When all credentials come from existing Secrets, the chart creates no Secret of its own.

Upgrades + secret rotation. The pod template carries a checksum/secret annotation hashed over the chart-rendered Secret (#316), so helm upgrade rolls the pod whenever an inline value backing it changes (database.url, redis.url, auth.jwtSecret, secretKey, bootstrap.password). Credentials wired via *.existingSecret are outside the chart's visibility: rotating them requires a manual kubectl rollout restart deployment/leoflow for the change to take effect.

Verified TLS to managed Postgres (#315)

Managed Postgres (Cloud SQL, RDS, Azure DB) presents a server cert signed by a provider / per-instance CA that is not in the container's system roots. Without the CA bundle mounted, the strongest TLS posture you can pin is sslmode=require โ€” encrypted but the server cert is not verified (MITM-vulnerable). To upgrade to sslmode=verify-full:

  1. Create a ConfigMap holding the CA bundle as ca.crt:
kubectl create configmap managed-pg-ca \
  -n leoflow --from-file=ca.crt=server-ca.pem
  1. Reference it from database.caConfigMap and point the DSN at the mounted path:
helm upgrade --install leoflow ./helm/leoflow -n leoflow \
  --set database.caConfigMap=managed-pg-ca \
  --set database.url='postgres://user:pass@cloudsql-private-ip:5432/leoflow?sslmode=verify-full&sslrootcert=/etc/leoflow/db-ca/ca.crt'

The chart mounts the ConfigMap readonly at /etc/leoflow/db-ca/ca.crt. pgx reads sslrootcert from the DSN natively, so no extra Go-side configuration is required.

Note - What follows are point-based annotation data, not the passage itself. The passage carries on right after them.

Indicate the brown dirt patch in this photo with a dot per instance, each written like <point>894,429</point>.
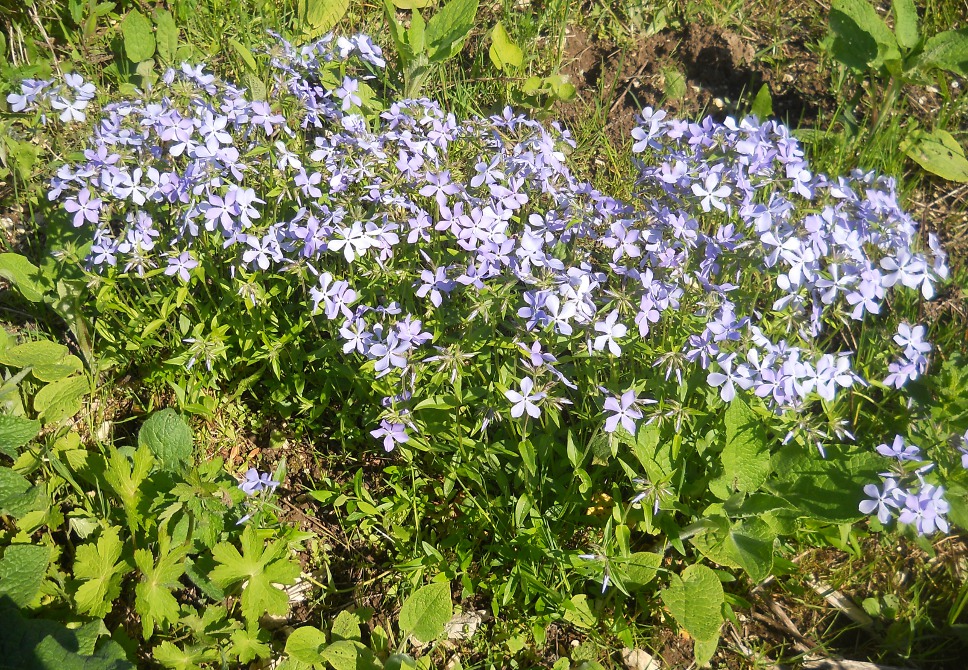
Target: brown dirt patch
<point>719,67</point>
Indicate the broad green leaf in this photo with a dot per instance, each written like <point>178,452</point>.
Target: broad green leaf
<point>166,35</point>
<point>905,23</point>
<point>503,51</point>
<point>580,613</point>
<point>15,432</point>
<point>32,354</point>
<point>762,104</point>
<point>695,601</point>
<point>17,496</point>
<point>153,594</point>
<point>168,437</point>
<point>861,38</point>
<point>828,489</point>
<point>245,54</point>
<point>427,611</point>
<point>305,644</point>
<point>747,544</point>
<point>449,27</point>
<point>937,152</point>
<point>642,568</point>
<point>139,39</point>
<point>261,566</point>
<point>23,275</point>
<point>56,371</point>
<point>348,655</point>
<point>22,571</point>
<point>61,399</point>
<point>947,50</point>
<point>746,456</point>
<point>99,566</point>
<point>346,626</point>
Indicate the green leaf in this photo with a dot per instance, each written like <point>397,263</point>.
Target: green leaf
<point>861,38</point>
<point>947,50</point>
<point>503,51</point>
<point>23,275</point>
<point>905,23</point>
<point>828,489</point>
<point>579,613</point>
<point>61,399</point>
<point>166,34</point>
<point>762,107</point>
<point>22,571</point>
<point>305,644</point>
<point>262,566</point>
<point>168,437</point>
<point>348,655</point>
<point>153,594</point>
<point>33,354</point>
<point>695,601</point>
<point>747,544</point>
<point>99,566</point>
<point>449,27</point>
<point>937,152</point>
<point>642,568</point>
<point>427,611</point>
<point>746,457</point>
<point>15,432</point>
<point>139,39</point>
<point>346,627</point>
<point>318,16</point>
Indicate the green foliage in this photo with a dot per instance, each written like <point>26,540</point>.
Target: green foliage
<point>168,437</point>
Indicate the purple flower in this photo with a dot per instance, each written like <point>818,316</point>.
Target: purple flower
<point>256,482</point>
<point>525,400</point>
<point>392,434</point>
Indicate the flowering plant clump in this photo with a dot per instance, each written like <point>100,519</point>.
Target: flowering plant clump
<point>460,291</point>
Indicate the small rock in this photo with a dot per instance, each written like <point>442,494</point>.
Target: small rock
<point>639,659</point>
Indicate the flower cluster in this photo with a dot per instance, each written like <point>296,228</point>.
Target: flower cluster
<point>733,256</point>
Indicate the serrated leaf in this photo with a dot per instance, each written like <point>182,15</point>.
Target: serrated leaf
<point>947,50</point>
<point>427,611</point>
<point>261,566</point>
<point>861,38</point>
<point>937,152</point>
<point>139,39</point>
<point>169,437</point>
<point>61,399</point>
<point>449,27</point>
<point>22,571</point>
<point>905,23</point>
<point>23,275</point>
<point>99,566</point>
<point>15,432</point>
<point>746,456</point>
<point>153,594</point>
<point>695,600</point>
<point>166,35</point>
<point>747,544</point>
<point>503,51</point>
<point>305,644</point>
<point>32,354</point>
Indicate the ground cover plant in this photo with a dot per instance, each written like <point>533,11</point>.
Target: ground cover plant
<point>610,409</point>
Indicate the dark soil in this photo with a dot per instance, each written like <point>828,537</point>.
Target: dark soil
<point>720,70</point>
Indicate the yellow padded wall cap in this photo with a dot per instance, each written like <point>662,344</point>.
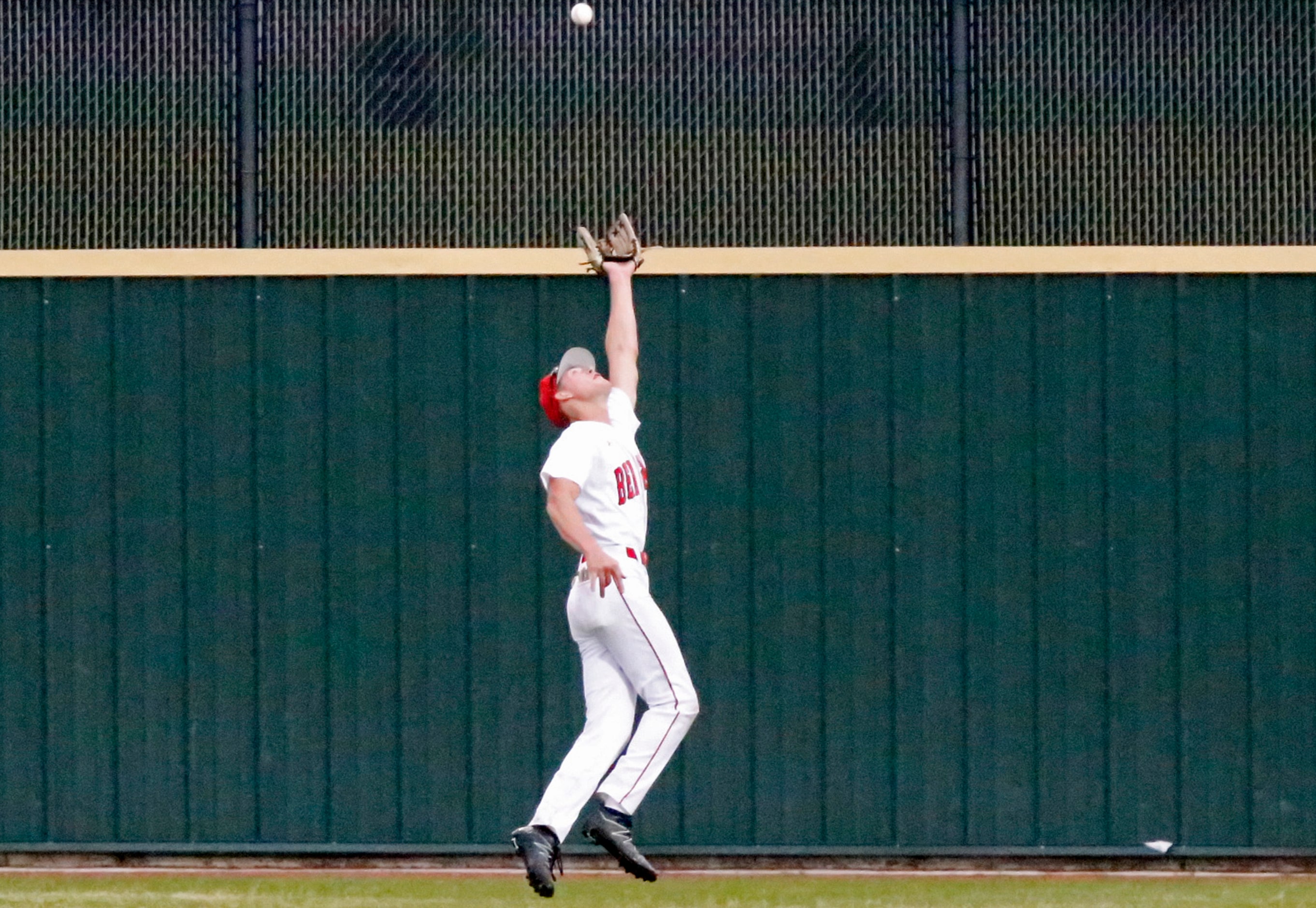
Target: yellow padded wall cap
<point>745,261</point>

Rotation note. Kubernetes auto-updates the mounted file when the ConfigMap changes, but the pgx pool keeps its existing connections until they cycle. Cert rotation that invalidates the old chain may break in-flight connections; rolling the pod (kubectl rollout restart deploy/leoflow) guarantees a clean cutover.

Redis sibling โ€” coming next (#312). The same pattern lands for Redis in a follow-up PR: a redis.caConfigMap knob mounts the bundle and the Go client overrides its TLSConfig.RootCAs from the file (go-redis does not read CA paths from the URL the way pgx does).

Migrations

The pre-install/pre-upgrade Job runs migrate -path <path> -database <url> up using the default image ghcr.io/neochaotic/leoflow-migrate (built from deploy/Dockerfile.migrate, published by .github/workflows/release.yaml on every tag), which bundles the Leoflow migrations/ at migrations.path. Override migrations.image to use your own, or set migrations.enabled=false to migrate out of band.

Datastore compatibility

The chart talks to external Postgres + Redis you provision. Versions we test against in CI and the minimums we support:

Datastore Tested in CI Recommended minimum Notes
PostgreSQL 16.x (postgres:16-alpine) PostgreSQL 13 (current LTS line) Uses JSONB, ON CONFLICT, advisory locks, generated columns. Versions below 13 may work but are untested; CI doesn't validate them.
Redis 7.x (redis:7-alpine) Redis 6.0 ACL is used for the per-tenant auth model; Redis 5 and below lack ACL. Streams aren't used today but may be in the future.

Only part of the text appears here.